Development project – Adjudication award – Enforcement – Construction contract — Parties disputing existence of contract– Applicant referring dispute to adjudicator — Defendant denying adjudicator’s jurisdiction — Adjudicator proceeding with reference – Claimant seeking to enforce adjudicator’s decision — Whether adjudicator having jurisdiction to decide own jurisdiction — Application dismissed
The defendant was the main shareholder and director of a company that owned a nursing home, which the company and the defendant wanted to develop. To that end, they retained an architect to prepare plans and secure planning consent. The defendant met representatives of the claimant property consultant to discuss the potential management of the project. The claimant sent an e-mail to the defendant advising that it would not invoice him until funding for the project had been secured. However, it then provided various services in connection with the project before funding had been secured. The project fell through and the claimant invoiced the defendant in respect of its fees. The defendant replied that the invoice should have been addressed to the company and was not, in any event, due to be raised at that stage.
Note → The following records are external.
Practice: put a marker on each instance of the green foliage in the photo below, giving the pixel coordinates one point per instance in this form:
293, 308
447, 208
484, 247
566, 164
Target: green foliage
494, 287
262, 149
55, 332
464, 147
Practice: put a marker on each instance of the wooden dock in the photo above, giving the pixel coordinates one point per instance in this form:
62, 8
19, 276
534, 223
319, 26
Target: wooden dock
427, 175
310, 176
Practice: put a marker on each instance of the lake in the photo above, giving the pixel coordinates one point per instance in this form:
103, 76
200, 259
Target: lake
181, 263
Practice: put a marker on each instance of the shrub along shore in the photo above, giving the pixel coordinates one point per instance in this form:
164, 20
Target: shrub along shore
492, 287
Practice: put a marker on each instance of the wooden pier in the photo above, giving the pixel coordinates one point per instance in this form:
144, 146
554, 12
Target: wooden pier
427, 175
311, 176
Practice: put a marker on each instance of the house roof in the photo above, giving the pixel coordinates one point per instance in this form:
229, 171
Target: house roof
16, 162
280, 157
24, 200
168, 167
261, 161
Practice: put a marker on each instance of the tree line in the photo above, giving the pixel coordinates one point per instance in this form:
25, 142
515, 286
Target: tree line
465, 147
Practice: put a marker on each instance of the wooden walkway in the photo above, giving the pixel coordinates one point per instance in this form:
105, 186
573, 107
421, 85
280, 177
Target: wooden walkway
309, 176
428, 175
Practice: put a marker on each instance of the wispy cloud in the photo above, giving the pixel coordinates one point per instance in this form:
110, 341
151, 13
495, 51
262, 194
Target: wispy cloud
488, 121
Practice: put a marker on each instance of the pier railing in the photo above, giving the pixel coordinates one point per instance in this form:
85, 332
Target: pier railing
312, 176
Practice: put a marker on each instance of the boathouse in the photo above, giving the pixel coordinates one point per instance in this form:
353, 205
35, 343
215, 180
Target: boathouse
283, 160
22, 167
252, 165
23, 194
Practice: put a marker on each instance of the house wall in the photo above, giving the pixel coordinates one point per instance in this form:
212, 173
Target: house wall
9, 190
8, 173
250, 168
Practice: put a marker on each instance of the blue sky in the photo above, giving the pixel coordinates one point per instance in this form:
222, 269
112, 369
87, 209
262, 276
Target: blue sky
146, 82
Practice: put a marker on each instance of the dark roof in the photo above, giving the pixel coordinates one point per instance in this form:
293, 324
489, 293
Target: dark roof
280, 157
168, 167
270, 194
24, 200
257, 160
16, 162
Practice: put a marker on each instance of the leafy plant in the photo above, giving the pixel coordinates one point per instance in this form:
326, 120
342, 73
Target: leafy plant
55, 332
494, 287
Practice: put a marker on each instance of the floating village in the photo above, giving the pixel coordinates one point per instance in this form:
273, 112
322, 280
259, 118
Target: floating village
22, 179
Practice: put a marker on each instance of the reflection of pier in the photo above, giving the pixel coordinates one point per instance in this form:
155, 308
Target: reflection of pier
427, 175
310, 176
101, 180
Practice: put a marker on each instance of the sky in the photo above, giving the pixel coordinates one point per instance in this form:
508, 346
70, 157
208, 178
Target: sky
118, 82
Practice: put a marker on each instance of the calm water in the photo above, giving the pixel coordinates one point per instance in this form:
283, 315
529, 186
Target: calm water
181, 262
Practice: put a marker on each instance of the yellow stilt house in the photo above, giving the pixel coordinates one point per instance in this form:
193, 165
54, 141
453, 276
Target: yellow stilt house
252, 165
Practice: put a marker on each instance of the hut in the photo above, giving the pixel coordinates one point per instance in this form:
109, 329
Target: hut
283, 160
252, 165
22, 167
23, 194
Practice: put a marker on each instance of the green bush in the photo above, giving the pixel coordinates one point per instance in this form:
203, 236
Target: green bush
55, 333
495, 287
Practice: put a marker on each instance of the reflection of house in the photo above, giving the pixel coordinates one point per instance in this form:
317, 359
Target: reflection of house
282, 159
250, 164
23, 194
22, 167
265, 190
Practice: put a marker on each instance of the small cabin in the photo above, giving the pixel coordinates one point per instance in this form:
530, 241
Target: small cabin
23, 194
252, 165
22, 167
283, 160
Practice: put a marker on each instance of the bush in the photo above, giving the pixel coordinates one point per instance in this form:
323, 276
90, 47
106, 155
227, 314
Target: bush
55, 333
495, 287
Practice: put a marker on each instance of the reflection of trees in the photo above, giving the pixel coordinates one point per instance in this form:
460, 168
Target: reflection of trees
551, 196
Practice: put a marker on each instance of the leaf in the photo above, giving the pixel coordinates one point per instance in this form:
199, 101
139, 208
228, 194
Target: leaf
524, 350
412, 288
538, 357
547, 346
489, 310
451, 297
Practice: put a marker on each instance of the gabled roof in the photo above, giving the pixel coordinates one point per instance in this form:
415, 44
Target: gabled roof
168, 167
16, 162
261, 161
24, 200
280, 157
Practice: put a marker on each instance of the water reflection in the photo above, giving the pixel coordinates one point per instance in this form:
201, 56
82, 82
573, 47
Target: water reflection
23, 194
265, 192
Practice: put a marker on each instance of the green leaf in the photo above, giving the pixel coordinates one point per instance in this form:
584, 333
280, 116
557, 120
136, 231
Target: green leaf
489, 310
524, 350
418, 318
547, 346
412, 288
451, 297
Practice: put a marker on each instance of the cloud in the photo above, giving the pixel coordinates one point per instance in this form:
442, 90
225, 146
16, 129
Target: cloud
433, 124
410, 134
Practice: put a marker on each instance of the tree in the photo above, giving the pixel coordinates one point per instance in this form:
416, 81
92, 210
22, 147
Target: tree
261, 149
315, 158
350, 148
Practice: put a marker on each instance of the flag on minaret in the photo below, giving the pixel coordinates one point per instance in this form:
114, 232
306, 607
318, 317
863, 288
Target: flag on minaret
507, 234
The claimant referred the matter to adjudication. An adjudicator was appointed, but the defendant informed him in writing that he would not participate in the adjudication because the adjudicator had no jurisdiction to determine the dispute given the lack of a contract. The adjudicator continued with the reference. The defendant responded to the referral, maintaining that the adjudicator did not have jurisdiction and inviting him to express his reasons if he determined otherwise. The adjudicator made an award in the claimant’s favour.
The defendant refused to pay, whereupon the claimant brought proceedings to enforce the adjudication. It argued that the defendant had accepted the adjudicator’s jurisdiction because he had continued to be involved in the adjudication, without any or any further reservation on jurisdictional grounds. The defendant argued that he had reserved his position on the issue of the jurisdiction. In any event, the adjudicator had not determined his jurisdiction but had merely enquired into it, albeit forming a view based on a balance of probabilities such that he felt justified in proceeding.
Held: The claim was dismissed.
An express agreement giving an adjudicator jurisdiction to decide in a binding way whether he had jurisdiction would fall into the normal category of any agreement; it was necessary to show an express agreement. In order to prove an implied agreement to provide such jurisdiction, one had to look at everything material that was said and done to determine whether one could say with conviction that the parties had agreed that the adjudicator had jurisdiction. It would have to be clear that an objection had been made in respect of the adjudicator’s jurisdiction because one could not imply that the adjudicator was being asked to decide a non-existent jurisdictional issue that neither party had mentioned.
A principal way of determining the lack of implied agreement was if at any material stage shortly before or during the adjudication the objecting party had voiced a clear reservation concerning the adjudicator’s jurisdiction. By looking at every relevant thing said and done during the adjudication, one could establish whether a reservation as to jurisdiction had been intended. A waiver would arise where a party that knew or should have known of grounds for a jurisdictional objection had participated in the adjudication without reservation; such conduct would demonstrate that its non-objection on jurisdictional grounds and its active participation were intended to be and were relied on by the other party and the adjudicator in proceeding with the adjudication.
In the instant case, the defendant had raised, in his letter to the adjudicator, a jurisdictional objection at the very least on the basis that the contract was not with him. The question then arose as to whether he had done anything thereafter to abandon that reservation. At least by the time he served his response in the adjudication he was represented by a solicitor. However, that did not mean that the words used should be interpreted other than objectively. Even if a defendant to an adjudication was unrepresented, one approached the jurisdiction reservation issue on an objective basis; if the party should use non-legal or idiosyncratic language, the court must do its best to interpret what was said.
One had to interpret the response as a whole. The defendant had reserved his position on jurisdiction, albeit that he had previously said that he would not participate in the adjudication and did so. It followed that the adjudicator had not been given jurisdiction to decide his own jurisdiction and there was no implied, let alone express, agreement giving him that right. The defendant had made an adequate reservation regarding jurisdiction, he had maintained throughout the adjudication.
Jon Miller of Prettys, of Chelmsford appeared for the applicant; Stephen Whitaker (instructed by Brindley, Twist, Tafft & James, of Coventry) appeared for the defendant.